La polémique suscitée par la diffusion d’informations concernant le tournage d’un programme intitulé « Dramaturgia » sans autorisation préalable continue d’alimenter le débat au sein des milieux cinématographiques et audiovisuels au Maroc. Selon plusieurs sources concordantes, la porteuse du projet, Zineb Wakrim, serait membre d’une commission de soutien au sein du Centre cinématographique marocain, ce qui confère à cette affaire une dimension particulièrement sensible.
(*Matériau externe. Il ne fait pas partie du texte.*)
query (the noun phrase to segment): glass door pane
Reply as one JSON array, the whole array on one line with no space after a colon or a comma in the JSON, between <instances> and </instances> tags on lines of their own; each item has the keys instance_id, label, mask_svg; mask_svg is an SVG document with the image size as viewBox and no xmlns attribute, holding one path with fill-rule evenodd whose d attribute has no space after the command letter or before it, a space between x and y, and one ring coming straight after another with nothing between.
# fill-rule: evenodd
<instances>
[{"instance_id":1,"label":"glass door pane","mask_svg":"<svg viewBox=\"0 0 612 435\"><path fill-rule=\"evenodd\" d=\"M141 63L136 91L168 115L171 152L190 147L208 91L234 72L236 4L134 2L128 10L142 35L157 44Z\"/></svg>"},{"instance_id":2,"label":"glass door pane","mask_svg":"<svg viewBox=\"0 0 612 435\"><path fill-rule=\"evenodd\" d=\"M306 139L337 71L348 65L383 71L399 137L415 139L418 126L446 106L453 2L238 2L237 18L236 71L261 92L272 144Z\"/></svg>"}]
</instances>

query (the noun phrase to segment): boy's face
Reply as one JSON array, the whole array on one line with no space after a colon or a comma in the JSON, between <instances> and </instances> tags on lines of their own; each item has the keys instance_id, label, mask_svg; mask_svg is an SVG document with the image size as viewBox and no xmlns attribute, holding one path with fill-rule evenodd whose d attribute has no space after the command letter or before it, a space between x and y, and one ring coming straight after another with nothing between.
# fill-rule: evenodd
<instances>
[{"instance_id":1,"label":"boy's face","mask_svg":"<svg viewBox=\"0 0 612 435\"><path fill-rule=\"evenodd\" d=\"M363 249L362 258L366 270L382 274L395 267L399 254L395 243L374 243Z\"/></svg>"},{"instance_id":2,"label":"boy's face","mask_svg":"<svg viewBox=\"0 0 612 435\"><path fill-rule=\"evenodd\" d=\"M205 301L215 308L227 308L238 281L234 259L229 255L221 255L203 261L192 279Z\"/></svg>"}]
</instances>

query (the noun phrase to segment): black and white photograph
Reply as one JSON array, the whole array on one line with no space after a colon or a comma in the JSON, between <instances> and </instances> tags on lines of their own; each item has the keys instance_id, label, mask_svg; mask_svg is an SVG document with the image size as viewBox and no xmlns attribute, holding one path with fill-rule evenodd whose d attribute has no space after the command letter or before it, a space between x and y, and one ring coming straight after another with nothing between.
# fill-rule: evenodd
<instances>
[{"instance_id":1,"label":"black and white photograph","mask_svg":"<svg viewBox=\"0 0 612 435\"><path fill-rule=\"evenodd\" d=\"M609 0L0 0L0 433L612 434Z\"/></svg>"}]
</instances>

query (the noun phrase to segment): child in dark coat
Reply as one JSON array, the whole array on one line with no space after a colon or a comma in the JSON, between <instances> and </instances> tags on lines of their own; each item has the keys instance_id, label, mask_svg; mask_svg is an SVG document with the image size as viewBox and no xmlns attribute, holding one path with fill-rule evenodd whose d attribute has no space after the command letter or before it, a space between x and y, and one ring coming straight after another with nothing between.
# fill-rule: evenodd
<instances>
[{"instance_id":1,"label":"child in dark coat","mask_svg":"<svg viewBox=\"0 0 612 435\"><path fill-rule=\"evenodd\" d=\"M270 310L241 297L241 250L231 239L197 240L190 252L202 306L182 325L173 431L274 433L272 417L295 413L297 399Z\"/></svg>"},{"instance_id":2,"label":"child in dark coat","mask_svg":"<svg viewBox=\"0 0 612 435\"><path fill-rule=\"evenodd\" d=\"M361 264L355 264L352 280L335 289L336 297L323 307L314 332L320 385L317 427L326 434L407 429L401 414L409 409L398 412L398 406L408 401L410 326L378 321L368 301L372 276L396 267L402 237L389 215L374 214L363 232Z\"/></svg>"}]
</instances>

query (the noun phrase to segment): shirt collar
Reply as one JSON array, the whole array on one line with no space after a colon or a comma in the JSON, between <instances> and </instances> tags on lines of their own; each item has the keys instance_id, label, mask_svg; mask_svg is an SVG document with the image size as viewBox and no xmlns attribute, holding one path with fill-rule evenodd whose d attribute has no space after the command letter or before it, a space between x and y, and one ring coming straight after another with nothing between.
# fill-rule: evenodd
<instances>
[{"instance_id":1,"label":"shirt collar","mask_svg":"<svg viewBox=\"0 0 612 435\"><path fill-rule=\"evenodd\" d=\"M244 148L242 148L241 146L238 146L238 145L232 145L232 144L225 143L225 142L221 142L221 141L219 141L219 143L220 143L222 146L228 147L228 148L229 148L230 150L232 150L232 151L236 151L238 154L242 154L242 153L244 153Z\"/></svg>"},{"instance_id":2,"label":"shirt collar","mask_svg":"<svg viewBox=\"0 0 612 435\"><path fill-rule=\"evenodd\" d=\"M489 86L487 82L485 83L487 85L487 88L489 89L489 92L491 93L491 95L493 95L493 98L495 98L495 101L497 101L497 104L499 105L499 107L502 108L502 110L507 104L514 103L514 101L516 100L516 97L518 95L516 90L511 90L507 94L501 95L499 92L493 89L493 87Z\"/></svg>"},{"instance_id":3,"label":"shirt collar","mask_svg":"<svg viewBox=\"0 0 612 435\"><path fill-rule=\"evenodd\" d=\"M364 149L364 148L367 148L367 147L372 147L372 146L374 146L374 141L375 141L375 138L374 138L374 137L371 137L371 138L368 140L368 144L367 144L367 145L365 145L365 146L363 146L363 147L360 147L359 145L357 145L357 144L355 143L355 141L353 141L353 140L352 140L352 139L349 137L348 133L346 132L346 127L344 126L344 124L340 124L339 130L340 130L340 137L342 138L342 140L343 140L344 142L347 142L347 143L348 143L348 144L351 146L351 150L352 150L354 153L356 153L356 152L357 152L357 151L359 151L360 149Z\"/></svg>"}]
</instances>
Si ces éléments venaient à être confirmés, il ne s’agirait pas seulement d’une infraction administrative, mais également d’une situation soulevant des interrogations sur l’exemplarité et le respect des règles par des acteurs intégrés au dispositif institutionnel du secteur.
La loi n° 18.23 relative à l’industrie cinématographique et audiovisuelle est pourtant claire : tout tournage d’une œuvre audiovisuelle est soumis à l’obtention préalable d’une autorisation délivrée par l’administration compétente. En cas de non-respect, le législateur prévoit des sanctions dissuasives, notamment :
- une amende pouvant aller de 300 000 à 500 000 dirhams,
- l’interdiction d’exploitation ou de diffusion de l’œuvre concernée,
- la possibilité d’ouverture d’une enquête officielle,
- et, le cas échéant, la saisine du parquet pour engager des poursuites judiciaires.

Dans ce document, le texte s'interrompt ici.